Perhaps HOLC's most remarkable feature was its outreach. HOLC's 20,000 employees made personal contact with delinquent borrowers, sometimes even arranging jobs for unemployed homeowners or helping them find tenants. Working around temporary financial setbacks was a priority. HOLC records show as many as a dozen visits to a borrower's home, even if the loan was only a few hundred dollars. Such effort may seem impossible in today's bustling world, but HOLC was not a small operation for its era; at its peak, its loans covered 1 in 10 non-farm homes in the country.
What really enabled HOLC to succeed was that its incentives were all aimed at keeping borrowers in their homes. That's not the case with today's mortgage market, where the incentives are canted toward foreclosures. HAMP has done very little to correct that.

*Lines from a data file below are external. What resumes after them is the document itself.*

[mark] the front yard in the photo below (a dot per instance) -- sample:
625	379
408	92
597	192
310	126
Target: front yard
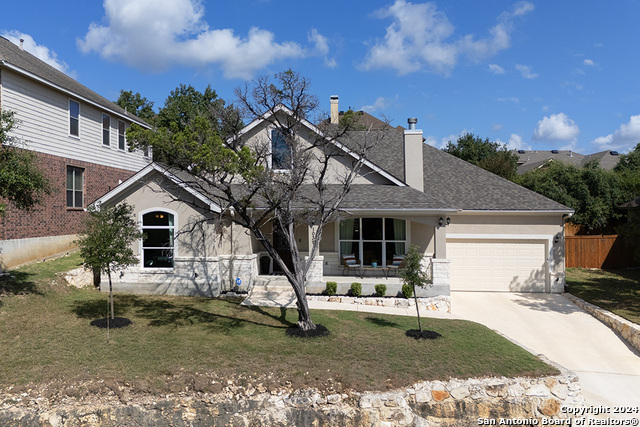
615	290
197	343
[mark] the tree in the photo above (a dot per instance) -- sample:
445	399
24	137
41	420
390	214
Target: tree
136	104
106	241
238	179
594	193
413	274
22	182
491	156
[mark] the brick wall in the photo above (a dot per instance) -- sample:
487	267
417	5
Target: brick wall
52	217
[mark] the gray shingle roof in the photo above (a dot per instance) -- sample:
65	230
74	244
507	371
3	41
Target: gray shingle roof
456	183
13	55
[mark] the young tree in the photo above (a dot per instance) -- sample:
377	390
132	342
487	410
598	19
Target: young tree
106	240
239	179
22	182
491	156
413	274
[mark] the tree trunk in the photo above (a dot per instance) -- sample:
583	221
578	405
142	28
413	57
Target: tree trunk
415	298
110	294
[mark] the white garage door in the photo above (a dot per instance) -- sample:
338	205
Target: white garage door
497	265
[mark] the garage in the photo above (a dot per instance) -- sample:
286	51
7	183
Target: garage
501	265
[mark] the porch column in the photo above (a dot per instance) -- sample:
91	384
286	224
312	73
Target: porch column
440	251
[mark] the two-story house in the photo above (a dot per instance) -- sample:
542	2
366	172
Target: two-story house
80	143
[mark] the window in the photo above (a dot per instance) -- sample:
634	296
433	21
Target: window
74	118
75	187
280	151
157	243
373	238
106	130
121	130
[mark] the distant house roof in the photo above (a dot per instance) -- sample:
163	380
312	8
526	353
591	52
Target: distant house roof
20	61
534	159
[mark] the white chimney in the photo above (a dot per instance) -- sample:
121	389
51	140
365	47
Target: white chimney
413	164
335	110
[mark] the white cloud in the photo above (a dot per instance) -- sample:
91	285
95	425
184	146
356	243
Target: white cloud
157	34
420	37
496	69
39	51
556	127
628	134
381	103
516	143
321	47
526	72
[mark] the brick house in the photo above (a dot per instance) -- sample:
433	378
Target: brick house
79	140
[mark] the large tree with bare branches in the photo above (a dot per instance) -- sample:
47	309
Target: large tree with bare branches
292	181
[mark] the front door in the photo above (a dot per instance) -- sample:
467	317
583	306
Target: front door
282	248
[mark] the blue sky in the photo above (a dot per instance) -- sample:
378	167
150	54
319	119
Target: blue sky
530	74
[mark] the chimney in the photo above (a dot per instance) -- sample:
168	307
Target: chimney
335	110
413	164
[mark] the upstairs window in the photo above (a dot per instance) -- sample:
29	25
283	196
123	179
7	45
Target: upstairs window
106	130
75	187
74	118
280	151
121	133
158	241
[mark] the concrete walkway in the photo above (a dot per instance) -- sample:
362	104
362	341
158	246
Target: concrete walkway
549	324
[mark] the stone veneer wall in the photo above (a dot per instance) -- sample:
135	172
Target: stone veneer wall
439	303
432	403
628	330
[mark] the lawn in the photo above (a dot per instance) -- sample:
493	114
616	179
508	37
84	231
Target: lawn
615	290
177	341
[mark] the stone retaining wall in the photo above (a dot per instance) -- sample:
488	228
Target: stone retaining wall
431	403
439	303
628	330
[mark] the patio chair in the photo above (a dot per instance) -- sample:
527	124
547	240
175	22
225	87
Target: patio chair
396	264
349	262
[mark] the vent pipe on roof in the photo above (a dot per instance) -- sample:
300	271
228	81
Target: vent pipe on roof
335	110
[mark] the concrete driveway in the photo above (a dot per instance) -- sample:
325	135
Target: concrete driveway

The key to keeping a financially strapped borrower in a home is to modify the mortgage to cut the monthly payment, whether by cutting the interest rate or loan balance or by stretching out the repayment term. What makes this difficult is that often the loan servicer — the bank or office that bills the homeowner and tracks his or her payment history — doesn't own the loan, which has been packaged and sold to investors. The servicer's right to sign off on a mortgage modification may be murky, even if in the long run it will benefit the investor by keeping the home out of foreclosure.
In fact, servicers have powerful incentives to do the wrong thing — wrong for borrowers, wrong for investors, wrong for the economy. They make more money, and have better guarantees of payment, if they delay modifications, even if they force homeowners into foreclosure.
That's because they can continue to collect junk fees from homeowners while they stretch out the process. Although they have to advance interest payments (and sometimes principal) to investors even on delinquent or defaulting loans, they're first in line to be repaid from the proceeds of the sale of a foreclosed home. Under those circumstances, why would a servicer break a sweat to keep a home out of foreclosure?
With HAMP, the Treasury Department tried to derail the foreclosure express by improving servicers' incentives to promote modifications instead. Servicers are eligible for bonus payments of $1,500 to put eligible borrowers into modified loans, with more going to investors under certain circumstances. Judging from the government's latest report and its action against the three big banks, the effort hasn't worked.
One of HAMP's flaws may be its reliance on the voluntary participation of the banks and other financial institutions that created the busted mortgage market in the first place. HAMP was fashioned to not rattle the banks too much, counting on them to voluntarily meet its goals rather than mandating that they reach certain modification benchmarks as a condition of getting bailed out.
But a bigger flaw is that the government's housing policy doesn't acknowledge that a genuine, lasting solution to the housing crisis means reducing the loan balances of financially stressed homeowners to levels that make sense in terms of today's sharply reduced home values.
The idea that principal reduction is the sine qua non of a lasting solution to the housing slump crosses ideological lines: Martin Feldstein, who was President Reagan's economic advisor, has proposed writing down the balance of any underwater mortgage to no more than 20% above the value of the home. (He judged that the point at which a homeowner became more likely to walk away from the loan.)
The dismal housing market tells us that the time for half-measures is past. No stimulus program would be as effective today as fixing the residential market. Yet, typically, the momentum in Congress is in the other direction, with House Republicans plotting to repeal HAMP. It's not that they have any better idea; it's that when it comes to helping the economy, they abhor anything but a vacuum.